Generic Air‐Gen Effect in Nanoporous Materials for Sustainable Energy Harvesting from Air Humidity - Liu - Advanced Materials - Wiley Online Library
Engineers at UMass Amherst Harvest Abundant Clean Energy from Thin Air, 24/7 : UMass Amherst
“Air contains an enormous amount of electricity,” says Jun Yao, who teaches electrical and computer engineering in the engineering department at the University of Massachusetts Amherst. Regarding the technology announced this time, Mr. Yao said, ``Imagine a cloud that is just a mass of water droplets. We don't know how to get it, but we've made it possible to reliably and continuously generate and harvest power from tiny human-made clouds.'
study using Geobacter sulfurreducens , a bacterium capable of producing electricity. In this study, Yao et al. showed that energy could be harvested from the air by using a special material made of protein nanowires from Geobacter sulfurreducens.
Yao et al.'s 'generic Air-gen effect' builds on a 2020
Yao, who was further researching the phenomenon, then simply called the 'Air-gen effect,' found that almost anything, not just a special material derived from bacteria, could be used if it possessed certain properties. We have found that the substance can produce the Airgen effect. Its characteristic is that it has holes smaller than 100 nanometers, that is, holes less than 1/1000th the thickness of a human hair.
The size of this 100 nanometer hole is derived from the fact that the mean free path, which is the distance traveled by water molecules in the air without colliding with other molecules, is about 100 nanometers.
When air touches a thin material with small holes, water molecules pass through the holes from top to bottom of the material. However, if the hole is a nanopore of 100 nm or less, water molecules are more likely to hit the edge of the hole. As a result, more charged water molecules gather in the upper part of the material than in the lower part, creating an imbalance like a thundercloud. By using this, it is the principle of the 'generic Airgen effect' proposed by the research team this time that energy is obtained by using air containing humidity as if it were a battery.

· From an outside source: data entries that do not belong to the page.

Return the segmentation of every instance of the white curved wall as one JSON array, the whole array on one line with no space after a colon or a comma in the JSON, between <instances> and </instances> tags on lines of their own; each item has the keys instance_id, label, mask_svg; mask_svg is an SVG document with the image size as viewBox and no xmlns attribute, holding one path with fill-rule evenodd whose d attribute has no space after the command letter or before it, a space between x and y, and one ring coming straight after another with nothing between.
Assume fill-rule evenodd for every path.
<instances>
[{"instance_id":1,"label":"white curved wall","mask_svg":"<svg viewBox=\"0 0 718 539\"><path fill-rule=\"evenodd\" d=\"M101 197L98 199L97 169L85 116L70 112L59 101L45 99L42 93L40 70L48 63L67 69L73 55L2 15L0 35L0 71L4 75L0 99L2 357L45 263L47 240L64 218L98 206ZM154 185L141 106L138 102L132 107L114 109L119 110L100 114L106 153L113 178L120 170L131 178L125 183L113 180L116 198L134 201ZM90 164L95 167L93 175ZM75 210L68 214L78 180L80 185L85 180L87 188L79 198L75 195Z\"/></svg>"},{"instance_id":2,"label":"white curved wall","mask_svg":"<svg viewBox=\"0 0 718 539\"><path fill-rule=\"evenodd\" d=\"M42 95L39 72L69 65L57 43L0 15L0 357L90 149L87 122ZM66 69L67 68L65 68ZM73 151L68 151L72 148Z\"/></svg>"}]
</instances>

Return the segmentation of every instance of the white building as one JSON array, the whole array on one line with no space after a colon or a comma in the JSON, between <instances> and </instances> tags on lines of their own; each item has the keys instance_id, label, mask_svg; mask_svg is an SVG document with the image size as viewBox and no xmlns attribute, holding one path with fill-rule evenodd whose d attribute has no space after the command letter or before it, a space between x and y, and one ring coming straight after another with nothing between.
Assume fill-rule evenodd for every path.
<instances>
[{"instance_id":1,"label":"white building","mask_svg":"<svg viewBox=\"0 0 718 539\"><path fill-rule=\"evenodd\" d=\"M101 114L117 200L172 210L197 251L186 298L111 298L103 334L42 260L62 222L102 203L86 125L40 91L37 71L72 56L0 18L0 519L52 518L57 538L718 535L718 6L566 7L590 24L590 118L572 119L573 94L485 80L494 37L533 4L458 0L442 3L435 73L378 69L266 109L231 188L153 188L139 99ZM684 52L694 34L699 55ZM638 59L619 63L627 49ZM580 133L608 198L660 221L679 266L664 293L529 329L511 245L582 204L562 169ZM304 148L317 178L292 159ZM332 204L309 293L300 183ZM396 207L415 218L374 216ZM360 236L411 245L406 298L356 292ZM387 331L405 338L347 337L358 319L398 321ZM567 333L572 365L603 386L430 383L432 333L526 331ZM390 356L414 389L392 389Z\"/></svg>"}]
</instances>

Existing solar power generation and wind power generation that produce clean energy have the drawback that they cannot be used on rainy days or in areas where the wind does not blow. However, since humidity is present in the air in any region and in any weather, harvesters (harvesters) using various materials can be installed around the world to harvest energy 24 hours a day, 365 days a year.
“The idea is simple, yet undiscovered, and has many possibilities,” Yao said. I hope you can imagine it,' he said.
In addition, since the humidity in the air diffuses in three dimensions and the nanopore thin film is only a fraction of the thickness of a human hair, stacking thousands of layers does not increase the installation area of the harvester. You can scale up efficiently. As a result, it is possible to generate power in kilowatts used in general electric business.
Regarding the prospects for this technology, Yao said, ``Imagine a future world where clean electricity can be used anywhere.The versatility of the generic Airgen effect means that such a future world can be realized. '' he said.